SGI tapped a new CEO, Jorge Titinger, back at the end of February to get the company back on an even keel, and in the wake of SGI’s reporting its financial results for its third quarter of fiscal 2012, Titinger conceded that he has his work cut out for him because SGI, like many other server makers from time to time, has been focusing a little too much on revenue growth and not enough on the bottom line.
Revenues in the quarter ended in March were up 38.8 per cent, to $199.4m, but that was less revenue than expected and rising costs on all fronts plus another $19m in restructuring costs pushed SGI to a loss of $1.2m (still better than the $1.7m loss a year ago but clearly not what SGI had been planning for).

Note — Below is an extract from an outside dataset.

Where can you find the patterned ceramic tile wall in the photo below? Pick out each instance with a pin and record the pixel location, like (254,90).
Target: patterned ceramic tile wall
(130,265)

In the quarter, hardware and software products together accounted for $150.2m of sales (up 43.2 per cent), and compute products brought in $130.6m and storage drove $19.6m. Services accounted for $49.2m. SGI had two customers that accounted for more than 10 per cent of its revenues each, but declined to name them.
Across all revenue, the public sector drove 61 per cent of sales in fiscal Q3, compared to 19 per cent for hyperscale cloud operators (Amazon is SGI’s biggest customer in this area) and 8 per cent for manufacturers. Cloud revenues were up 15 per cent in the quarter thanks to a big order, Titinger said on a call with Wall Street analysts going over the numbers.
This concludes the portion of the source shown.